05/16/2023
Why does it make sense to do a cash-out refinance in this market? 3 words : 𝐏𝐚𝐲. 𝐎𝐟𝐟. 𝐃𝐞𝐛𝐭.
In this market, the most common use of cash-out refinance is to pay off a higher rate debt. If you have significant high-interest debt, paying it off immediately makes sense.
But many people, especially those that got a low interest rate during the pandemic - are understandably worried about what happens to their new payment when they refinance. Let’s take a look at the numbers.
Say you owe 240k on your mortgage at 4% and would like to take out an additional $40k to completely pay off $35k in credit cards as well as roll in your closing costs. In order to get out from under your credit card debt, you could get a 6.25% interest rate on a cash-out refinance. This would increase monthly mortgage payment by $578.
But what about just paying that $578 towards your credit card? If you have large credit card debt, you know why this isn’t an option. Even paying $680 a month you will literally 𝐧𝐞𝐯𝐞𝐫 pay off your credit card. Not only would refinancing make your overall payment go down, but your unsurmountable credit card debt is now gone.
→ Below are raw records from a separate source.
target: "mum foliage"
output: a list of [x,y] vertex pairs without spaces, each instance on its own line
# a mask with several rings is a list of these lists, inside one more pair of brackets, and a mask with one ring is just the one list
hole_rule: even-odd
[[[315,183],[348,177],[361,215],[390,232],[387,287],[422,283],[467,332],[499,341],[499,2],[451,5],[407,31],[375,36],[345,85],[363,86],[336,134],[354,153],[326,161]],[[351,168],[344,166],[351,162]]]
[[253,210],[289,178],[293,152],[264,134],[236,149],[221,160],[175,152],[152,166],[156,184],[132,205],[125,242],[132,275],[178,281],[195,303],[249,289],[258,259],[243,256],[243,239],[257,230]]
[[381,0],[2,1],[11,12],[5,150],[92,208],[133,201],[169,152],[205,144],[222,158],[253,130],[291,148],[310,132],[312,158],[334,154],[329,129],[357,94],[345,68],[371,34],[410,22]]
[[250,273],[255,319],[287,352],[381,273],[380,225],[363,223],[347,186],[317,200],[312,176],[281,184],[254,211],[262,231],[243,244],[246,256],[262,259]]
There's also a strong chance your equity percentage has gone up, and if you began your loan at a higher amount then you could see your payment go down significantly, and if the house has appreciated in value, you may drop your MI. In layman's terms, you may save a lot of money per month.
For those behind on payments with the IRS, they know it’s even worse, with interest compounding DAILY.
So for anyone with significant debts – credit cards or unpaid taxes, I would recommend looking into your options with a trusted professional. You could find yourself saving money monthly while getting rid of the debts you carry that are not part of an appreciating investment / asset strategy.